Jeanie is on the brink of turning sixty, and the man she's been married to for more than half of her life has suddenly abandoned the marital bed. When Jeanie's husband George retreats from his conjugal duties, she is deeply hurt and very confused: Has she done something wrong? Is he in love with someone else? Her pained bewilderment turns to anger as he remains unable, or unwilling, to provide answers. The bright spot of Jeanie's week is Thursday, the day she takes her granddaughter to the park. There, one day, she meets Ray--age-appropriate, kind-hearted, easygoing, and downright sexy. In short, he is everything that George is not. As her relationship with Ray begins to blossom and she begins to think that her life might hold in store a bold second act, she begins to wonder if she has the courage to take a step off the precipice of routine and duty and into the swirling winds of romance.
About the Author
Hilary Boyd’s THURSDAYS IN THE PARK chronicles the romance between two sixty-something grandparents who feel anything but old and are lonely for very different reasons. But with its theme of how to balance love, familial duty, and spousal commitment, the novel strikes a chord with people of all ages.

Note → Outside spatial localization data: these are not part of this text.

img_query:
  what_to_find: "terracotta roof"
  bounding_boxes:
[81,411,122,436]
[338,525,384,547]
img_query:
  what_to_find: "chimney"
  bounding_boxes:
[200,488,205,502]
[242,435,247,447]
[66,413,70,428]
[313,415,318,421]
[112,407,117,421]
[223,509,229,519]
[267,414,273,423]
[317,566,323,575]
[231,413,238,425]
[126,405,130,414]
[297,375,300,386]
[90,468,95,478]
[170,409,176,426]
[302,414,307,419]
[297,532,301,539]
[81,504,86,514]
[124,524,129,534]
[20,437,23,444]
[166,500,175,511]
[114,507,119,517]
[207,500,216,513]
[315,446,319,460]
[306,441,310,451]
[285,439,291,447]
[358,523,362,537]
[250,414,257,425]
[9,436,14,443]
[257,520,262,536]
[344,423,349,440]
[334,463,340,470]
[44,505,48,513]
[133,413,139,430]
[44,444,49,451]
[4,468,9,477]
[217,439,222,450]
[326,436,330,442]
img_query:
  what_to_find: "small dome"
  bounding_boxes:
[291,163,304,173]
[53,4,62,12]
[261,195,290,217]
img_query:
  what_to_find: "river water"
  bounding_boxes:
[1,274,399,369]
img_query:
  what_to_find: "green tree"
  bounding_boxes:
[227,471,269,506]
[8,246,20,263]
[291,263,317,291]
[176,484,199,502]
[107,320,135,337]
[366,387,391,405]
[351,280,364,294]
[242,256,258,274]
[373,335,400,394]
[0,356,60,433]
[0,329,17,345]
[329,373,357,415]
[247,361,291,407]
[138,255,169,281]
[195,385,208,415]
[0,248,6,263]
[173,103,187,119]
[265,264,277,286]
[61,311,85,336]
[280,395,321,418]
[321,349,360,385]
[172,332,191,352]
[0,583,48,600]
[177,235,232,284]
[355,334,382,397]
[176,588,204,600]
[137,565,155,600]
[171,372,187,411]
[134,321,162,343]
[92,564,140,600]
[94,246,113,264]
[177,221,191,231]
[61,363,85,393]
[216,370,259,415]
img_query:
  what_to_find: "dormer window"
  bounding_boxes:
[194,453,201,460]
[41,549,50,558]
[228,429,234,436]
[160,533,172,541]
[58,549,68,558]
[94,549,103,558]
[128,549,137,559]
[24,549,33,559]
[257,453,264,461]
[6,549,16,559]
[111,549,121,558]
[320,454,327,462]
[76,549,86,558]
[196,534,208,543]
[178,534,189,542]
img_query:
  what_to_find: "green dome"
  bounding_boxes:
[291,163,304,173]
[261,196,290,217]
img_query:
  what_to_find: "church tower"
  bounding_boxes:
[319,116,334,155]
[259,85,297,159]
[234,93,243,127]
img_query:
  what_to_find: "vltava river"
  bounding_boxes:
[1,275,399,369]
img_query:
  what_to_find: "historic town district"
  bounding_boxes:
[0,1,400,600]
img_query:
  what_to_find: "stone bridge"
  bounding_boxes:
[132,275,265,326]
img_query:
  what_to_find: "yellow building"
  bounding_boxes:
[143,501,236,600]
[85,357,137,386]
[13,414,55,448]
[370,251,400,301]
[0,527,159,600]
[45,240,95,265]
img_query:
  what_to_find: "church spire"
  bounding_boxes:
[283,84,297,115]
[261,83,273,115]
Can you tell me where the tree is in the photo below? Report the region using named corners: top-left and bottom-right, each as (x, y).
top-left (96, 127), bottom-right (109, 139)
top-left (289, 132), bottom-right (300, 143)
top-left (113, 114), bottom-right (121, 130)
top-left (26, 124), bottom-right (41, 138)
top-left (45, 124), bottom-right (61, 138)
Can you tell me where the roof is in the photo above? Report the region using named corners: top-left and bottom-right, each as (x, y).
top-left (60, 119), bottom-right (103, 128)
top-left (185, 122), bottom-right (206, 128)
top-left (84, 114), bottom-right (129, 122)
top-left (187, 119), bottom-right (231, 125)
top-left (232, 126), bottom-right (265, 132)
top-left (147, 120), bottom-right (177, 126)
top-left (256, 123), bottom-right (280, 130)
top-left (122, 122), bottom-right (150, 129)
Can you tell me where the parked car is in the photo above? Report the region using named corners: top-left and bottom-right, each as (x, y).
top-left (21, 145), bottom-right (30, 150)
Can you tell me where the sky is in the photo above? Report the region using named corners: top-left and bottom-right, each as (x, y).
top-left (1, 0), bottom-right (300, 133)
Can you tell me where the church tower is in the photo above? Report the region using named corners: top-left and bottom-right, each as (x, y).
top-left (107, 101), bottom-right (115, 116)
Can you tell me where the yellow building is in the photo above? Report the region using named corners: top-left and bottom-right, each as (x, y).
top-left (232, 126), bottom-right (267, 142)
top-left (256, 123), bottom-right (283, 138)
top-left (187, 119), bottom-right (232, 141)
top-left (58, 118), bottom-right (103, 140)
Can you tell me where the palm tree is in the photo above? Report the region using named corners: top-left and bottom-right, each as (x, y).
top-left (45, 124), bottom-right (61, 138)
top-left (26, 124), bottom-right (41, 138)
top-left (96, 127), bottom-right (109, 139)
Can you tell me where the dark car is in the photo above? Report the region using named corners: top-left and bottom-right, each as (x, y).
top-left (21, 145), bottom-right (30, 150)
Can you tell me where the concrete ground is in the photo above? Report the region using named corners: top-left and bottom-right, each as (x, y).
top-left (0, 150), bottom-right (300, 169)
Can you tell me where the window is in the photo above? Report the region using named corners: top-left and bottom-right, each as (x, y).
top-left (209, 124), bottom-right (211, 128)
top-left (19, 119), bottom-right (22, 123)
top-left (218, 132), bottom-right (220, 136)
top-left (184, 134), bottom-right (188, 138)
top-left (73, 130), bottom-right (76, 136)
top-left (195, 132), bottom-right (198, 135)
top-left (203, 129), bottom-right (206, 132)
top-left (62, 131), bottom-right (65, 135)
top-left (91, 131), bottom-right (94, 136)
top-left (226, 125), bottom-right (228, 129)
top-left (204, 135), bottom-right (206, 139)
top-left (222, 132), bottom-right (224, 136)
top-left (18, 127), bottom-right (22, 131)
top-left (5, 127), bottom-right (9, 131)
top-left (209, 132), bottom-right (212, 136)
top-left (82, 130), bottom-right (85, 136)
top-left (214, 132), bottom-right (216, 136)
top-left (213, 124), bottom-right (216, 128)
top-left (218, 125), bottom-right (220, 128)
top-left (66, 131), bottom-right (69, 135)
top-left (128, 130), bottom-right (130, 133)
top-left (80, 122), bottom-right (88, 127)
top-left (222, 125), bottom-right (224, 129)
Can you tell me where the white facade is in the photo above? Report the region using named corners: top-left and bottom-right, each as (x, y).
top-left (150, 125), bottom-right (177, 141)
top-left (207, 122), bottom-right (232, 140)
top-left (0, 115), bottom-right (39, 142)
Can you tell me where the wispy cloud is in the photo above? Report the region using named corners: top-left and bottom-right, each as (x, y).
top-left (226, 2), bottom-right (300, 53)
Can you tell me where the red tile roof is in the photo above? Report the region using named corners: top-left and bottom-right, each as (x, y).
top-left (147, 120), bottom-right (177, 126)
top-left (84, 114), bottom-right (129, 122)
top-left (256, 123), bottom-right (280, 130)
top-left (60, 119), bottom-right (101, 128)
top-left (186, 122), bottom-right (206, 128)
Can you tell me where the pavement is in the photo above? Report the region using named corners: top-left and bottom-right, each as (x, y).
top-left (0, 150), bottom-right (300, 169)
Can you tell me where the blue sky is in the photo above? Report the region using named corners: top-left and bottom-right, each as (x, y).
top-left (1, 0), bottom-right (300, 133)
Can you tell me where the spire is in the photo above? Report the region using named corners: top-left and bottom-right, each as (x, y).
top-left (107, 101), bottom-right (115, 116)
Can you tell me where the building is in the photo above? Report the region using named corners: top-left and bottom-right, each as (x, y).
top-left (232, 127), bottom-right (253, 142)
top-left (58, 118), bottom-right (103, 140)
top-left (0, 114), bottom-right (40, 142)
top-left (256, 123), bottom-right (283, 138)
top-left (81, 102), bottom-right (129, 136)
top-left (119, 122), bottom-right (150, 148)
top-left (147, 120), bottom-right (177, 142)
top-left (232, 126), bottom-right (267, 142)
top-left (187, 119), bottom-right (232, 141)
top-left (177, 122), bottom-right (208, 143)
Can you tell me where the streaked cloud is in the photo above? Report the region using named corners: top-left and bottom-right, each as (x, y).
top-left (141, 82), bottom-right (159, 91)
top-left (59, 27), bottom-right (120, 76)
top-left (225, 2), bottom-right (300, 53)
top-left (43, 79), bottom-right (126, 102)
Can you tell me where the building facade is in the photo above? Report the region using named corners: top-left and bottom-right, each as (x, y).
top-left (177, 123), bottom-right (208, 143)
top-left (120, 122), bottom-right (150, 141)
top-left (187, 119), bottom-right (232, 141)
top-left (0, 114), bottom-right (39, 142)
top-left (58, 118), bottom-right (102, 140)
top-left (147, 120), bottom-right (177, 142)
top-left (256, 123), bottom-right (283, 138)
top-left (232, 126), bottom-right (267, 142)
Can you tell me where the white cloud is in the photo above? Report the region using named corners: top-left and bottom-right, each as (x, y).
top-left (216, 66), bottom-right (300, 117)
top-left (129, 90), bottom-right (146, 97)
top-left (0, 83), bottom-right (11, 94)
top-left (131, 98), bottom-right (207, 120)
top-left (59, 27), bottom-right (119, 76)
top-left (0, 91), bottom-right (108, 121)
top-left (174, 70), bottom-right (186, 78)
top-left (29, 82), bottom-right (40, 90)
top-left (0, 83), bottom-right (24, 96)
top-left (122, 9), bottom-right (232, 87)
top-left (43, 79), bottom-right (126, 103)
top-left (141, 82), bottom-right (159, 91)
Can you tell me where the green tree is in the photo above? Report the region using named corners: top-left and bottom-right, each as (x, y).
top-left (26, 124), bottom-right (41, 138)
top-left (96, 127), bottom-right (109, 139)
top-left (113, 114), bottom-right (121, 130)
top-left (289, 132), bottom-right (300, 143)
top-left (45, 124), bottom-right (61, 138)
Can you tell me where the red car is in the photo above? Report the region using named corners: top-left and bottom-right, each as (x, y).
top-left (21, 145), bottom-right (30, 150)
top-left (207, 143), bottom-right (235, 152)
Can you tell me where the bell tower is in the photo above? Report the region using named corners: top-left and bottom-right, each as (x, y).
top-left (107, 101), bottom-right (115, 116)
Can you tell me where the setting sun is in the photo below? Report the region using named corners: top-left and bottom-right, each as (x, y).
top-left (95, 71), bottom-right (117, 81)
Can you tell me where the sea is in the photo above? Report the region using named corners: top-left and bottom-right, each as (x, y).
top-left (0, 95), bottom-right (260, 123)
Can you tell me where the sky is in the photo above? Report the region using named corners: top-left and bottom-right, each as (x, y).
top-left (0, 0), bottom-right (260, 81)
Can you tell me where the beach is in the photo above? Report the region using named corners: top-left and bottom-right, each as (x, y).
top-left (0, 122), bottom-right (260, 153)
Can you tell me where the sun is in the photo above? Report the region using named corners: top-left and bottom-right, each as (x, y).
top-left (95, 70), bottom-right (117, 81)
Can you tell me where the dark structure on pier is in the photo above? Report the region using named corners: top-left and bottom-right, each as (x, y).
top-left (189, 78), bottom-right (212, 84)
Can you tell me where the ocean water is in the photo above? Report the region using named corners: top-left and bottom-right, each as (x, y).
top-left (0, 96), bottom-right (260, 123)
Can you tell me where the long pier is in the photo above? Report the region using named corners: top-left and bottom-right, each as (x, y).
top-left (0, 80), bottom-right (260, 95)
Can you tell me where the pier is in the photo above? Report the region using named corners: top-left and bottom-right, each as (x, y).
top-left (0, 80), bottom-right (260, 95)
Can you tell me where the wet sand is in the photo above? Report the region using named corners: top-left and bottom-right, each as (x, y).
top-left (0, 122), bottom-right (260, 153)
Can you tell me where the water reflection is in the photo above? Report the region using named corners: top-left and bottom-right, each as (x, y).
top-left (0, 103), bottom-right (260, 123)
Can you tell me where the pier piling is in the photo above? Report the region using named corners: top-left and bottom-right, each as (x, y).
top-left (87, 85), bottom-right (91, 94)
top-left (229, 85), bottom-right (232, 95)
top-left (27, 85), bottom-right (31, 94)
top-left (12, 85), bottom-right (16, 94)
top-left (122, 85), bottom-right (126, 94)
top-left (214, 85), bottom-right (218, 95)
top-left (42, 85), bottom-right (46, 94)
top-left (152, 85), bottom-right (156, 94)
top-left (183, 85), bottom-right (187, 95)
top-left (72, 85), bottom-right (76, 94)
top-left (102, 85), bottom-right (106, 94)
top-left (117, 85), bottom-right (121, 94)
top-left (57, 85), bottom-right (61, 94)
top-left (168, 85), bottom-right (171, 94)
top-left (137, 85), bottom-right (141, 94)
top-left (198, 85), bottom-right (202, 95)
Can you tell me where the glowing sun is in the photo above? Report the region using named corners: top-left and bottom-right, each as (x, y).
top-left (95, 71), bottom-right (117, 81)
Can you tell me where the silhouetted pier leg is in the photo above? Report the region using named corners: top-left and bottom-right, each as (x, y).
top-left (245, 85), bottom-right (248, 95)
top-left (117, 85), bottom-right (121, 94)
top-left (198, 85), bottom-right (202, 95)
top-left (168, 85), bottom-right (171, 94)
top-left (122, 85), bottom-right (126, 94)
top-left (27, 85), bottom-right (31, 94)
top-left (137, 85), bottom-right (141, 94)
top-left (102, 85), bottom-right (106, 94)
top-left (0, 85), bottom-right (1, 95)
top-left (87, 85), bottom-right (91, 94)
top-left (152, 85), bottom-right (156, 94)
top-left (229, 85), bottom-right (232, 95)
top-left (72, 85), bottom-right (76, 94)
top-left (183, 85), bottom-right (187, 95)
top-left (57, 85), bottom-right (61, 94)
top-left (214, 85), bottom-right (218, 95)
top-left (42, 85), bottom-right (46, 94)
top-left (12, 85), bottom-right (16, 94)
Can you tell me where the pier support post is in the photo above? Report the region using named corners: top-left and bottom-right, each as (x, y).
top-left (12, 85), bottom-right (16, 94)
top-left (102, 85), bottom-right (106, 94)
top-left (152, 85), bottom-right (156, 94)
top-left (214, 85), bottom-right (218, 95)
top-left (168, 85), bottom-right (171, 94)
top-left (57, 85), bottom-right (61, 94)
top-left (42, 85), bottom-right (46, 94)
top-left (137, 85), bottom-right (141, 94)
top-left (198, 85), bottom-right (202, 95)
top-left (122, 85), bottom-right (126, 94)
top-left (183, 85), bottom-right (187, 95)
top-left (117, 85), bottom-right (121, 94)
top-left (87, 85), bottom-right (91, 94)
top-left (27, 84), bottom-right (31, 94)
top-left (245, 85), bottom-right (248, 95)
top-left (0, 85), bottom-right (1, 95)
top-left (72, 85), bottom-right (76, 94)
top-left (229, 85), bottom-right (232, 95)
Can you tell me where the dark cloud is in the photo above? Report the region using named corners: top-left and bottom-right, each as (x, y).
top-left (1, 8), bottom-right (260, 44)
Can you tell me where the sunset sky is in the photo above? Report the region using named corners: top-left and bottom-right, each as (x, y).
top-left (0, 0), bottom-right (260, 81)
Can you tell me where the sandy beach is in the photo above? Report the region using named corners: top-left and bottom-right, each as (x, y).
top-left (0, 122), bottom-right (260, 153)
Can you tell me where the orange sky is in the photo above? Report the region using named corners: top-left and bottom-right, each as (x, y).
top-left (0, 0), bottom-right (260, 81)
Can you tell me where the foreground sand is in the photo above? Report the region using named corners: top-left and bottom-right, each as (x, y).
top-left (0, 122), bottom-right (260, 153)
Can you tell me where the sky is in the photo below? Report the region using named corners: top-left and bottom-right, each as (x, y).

1. One of the most compelling aspects of Thursdays in the Park is its dialogue. Looking back through the novel, what is it about the dialogue that's so poignant? In what ways does it develop each character’s motivations and idiosyncrasies? Provide specific examples.
2. Discuss the specific tone and quality of Jeanie’s voice. How would you describe her personality? How does her personality help her or hinder her as she faces various hurdles throughout the book?
3. Jeanie is a woman struggling with being a grandmother in the youth-obsessed twenty-first century. What challenges does her particular position in society present to her, and how does she overcome them?
4. In what ways does Jeanie’s relationship with George affect her relationship with her daughter? And how does her relationship with Chanty inform the decisions Jeanie makes as her marriage begins to unravel?
5. What are the main themes and issues of the book, and how are they developed throughout the novel? How do the secondary characters, like Jeanie’s best friend Rita, illustrate some of these themes?
6. Is it accurate to say that love later in life is rarely discussed in today’s society? Why is it important (or not) that Boyd shines a light on this topic?
7. How does Jeanie’s relationship with her son-in-law Alex evolve over the course of the book? Does the development of this relationship parallel any of the changes in Jeanie’s marriage to George? If so, in what ways?
8. How does Thursdays in the Park compare to other contemporary romance novels? To what degree does it echo and reinforce certain narrative traditions you’ve come to expect from this genre, and in what ways does it depart from or redefine those traditions?